Wednesday, August 1, 2012

Nietzsche: On "getting oneself a culture"

Nietzsche’s own reflections on
 what is needed for an “education” as such are quite formidable—even as his own education was an extraordinary one. To this extent, we betray something of the limitations of our own formation whenever we find ourselves insisting that Nietzsche took or borrowed  his ideas from other thinkers—what does it mean (and this will be the point here) to take or borrow” an idea?ranging from Pascal and Spinoza or else Spir and Lange or Emerson, or Gerber, or Stirner or ultimately and of course, from Wagner himself (especially for the Wagnerians for whom no limit to the master’s own cultural prowess can be imagined).  

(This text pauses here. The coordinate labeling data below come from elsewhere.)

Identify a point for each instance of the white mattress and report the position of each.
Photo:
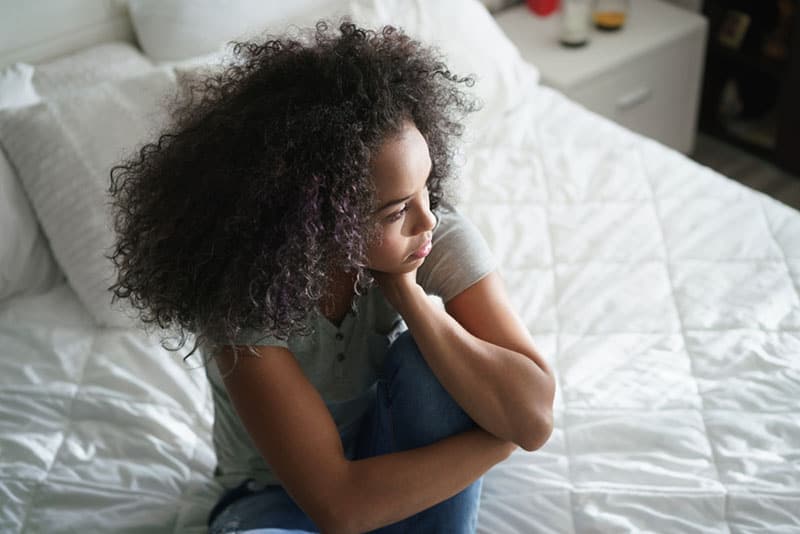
(664, 294)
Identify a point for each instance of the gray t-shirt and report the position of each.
(344, 362)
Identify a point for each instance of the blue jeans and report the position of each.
(411, 409)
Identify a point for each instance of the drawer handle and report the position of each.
(634, 98)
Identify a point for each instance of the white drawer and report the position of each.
(655, 94)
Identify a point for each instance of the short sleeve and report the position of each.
(459, 257)
(254, 337)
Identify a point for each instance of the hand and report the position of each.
(397, 288)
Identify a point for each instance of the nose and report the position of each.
(426, 221)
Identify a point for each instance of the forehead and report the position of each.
(401, 162)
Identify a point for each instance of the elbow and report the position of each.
(338, 513)
(539, 422)
(332, 519)
(537, 432)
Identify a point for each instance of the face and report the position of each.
(400, 173)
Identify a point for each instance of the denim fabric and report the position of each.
(409, 409)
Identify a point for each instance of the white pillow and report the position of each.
(100, 63)
(63, 151)
(184, 29)
(464, 30)
(26, 263)
(470, 39)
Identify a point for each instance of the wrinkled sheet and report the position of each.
(664, 294)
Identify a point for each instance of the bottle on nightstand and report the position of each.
(610, 15)
(575, 23)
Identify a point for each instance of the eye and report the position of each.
(394, 217)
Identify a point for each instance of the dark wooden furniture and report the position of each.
(768, 84)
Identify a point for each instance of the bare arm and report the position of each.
(483, 355)
(293, 430)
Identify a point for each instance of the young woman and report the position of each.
(295, 220)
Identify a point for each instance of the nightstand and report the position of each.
(645, 76)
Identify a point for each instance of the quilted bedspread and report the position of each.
(664, 294)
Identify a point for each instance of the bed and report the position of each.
(665, 295)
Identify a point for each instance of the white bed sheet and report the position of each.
(664, 294)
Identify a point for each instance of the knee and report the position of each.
(422, 410)
(404, 357)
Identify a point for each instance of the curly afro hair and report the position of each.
(260, 189)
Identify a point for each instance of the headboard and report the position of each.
(34, 32)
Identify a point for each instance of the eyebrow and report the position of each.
(401, 200)
(392, 203)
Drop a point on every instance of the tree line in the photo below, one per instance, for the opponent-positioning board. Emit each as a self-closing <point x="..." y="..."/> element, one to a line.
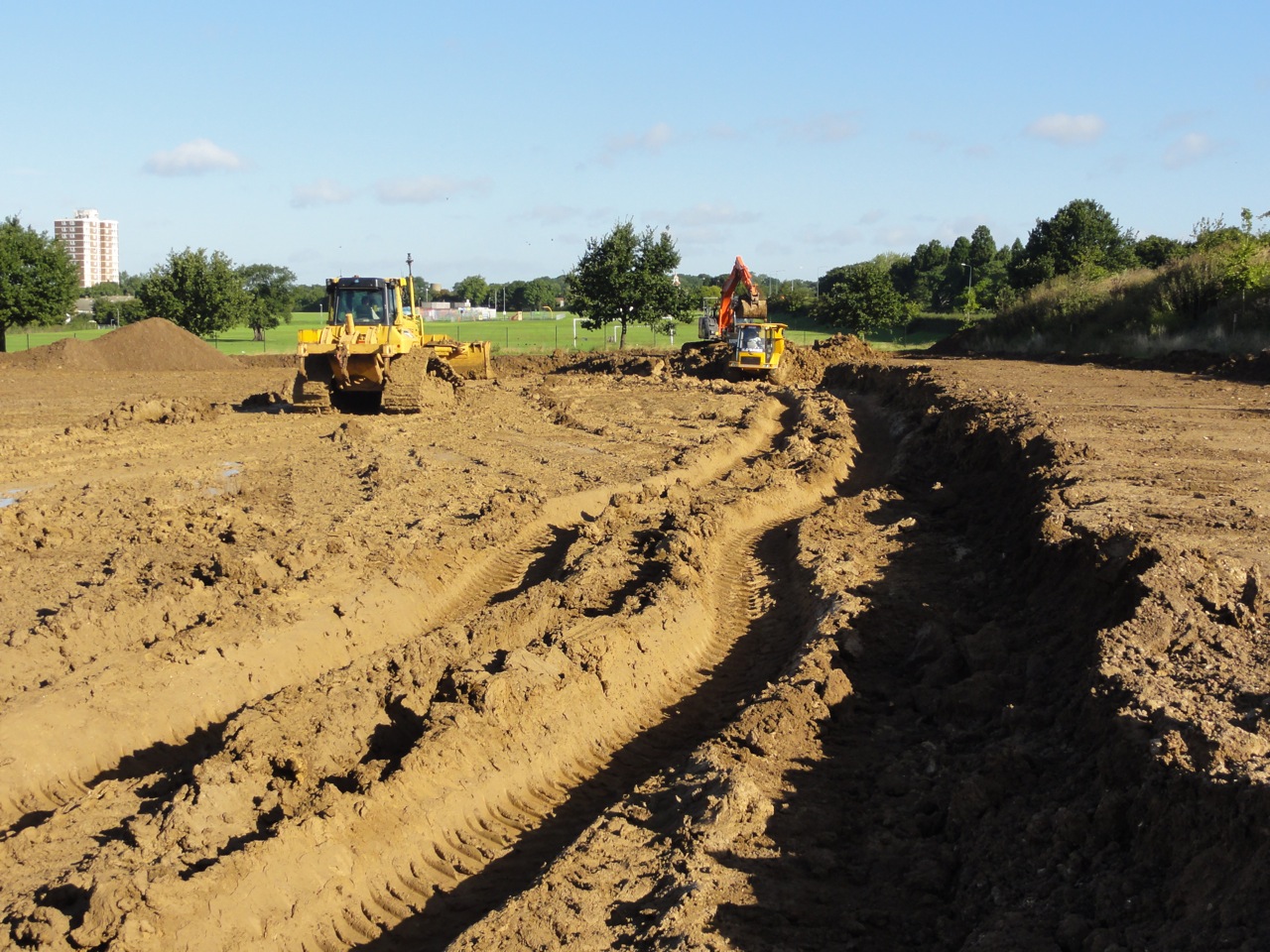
<point x="616" y="275"/>
<point x="1080" y="241"/>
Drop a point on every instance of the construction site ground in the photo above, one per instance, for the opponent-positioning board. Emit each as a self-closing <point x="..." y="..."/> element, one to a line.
<point x="922" y="653"/>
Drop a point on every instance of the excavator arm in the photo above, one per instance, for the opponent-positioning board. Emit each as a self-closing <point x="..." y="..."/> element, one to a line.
<point x="739" y="276"/>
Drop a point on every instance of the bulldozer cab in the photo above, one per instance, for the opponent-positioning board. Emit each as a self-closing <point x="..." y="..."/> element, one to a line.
<point x="368" y="299"/>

I am not saying that Nietzsche was not familiar with these thinkers, far from it. I am saying that an education is this familiarity and much, much more. Thus although it is amusing to note that the identity of the supposed origination of (the so-called ‘sources’ for) Nietzsche’s ideas just happens to change in the scholarly literature over time (and not less with the mood and, nota bene!, educational formation of his commentators), it is also noteworthy that the very same set of assumptions applies (negatively speaking) for those who are fond of insisting that Nietzsche could never have read Kant (just to pick one contentious example, contentious given the influence of Kant on the 19th century, an influence we fail to see in the 20th as in the 21st century, at least so far).
The idea that an education, the getting of or the having of one, is a simple affair, and thus that the parallel idea of an upgrade to the more-than-human, that is now: the trans-human would simply be like taking a course, signing up for an instructive module, supposes that one pretend, (as transhumanists do like to pretend) that one can/should set aside questions of cultural inequalities, differences in wealth, “class” differences and so on. In this (an sich inherently optimistic when it is not calculating when it is not deliberately mendacious) regard, the transhumanist movement may be revealed as a humanism, here using the term as Sartre once spoke of Existentialism as a Humanism.
By contrast Heidegger’s “Humanismusbrief” is written against such a presupposition. See Sartre’s L’existentialism est un humanisme and compare both with Sloterdijk’s controversial Elmau lecture: Regeln für den Menschenpark. 
Hence and at least in principle, human enhancement may be regarded, if only for the sake of argument, as corresponding to “enhancement for all,” like “micro-chips for all,” or “airport security searches for all.”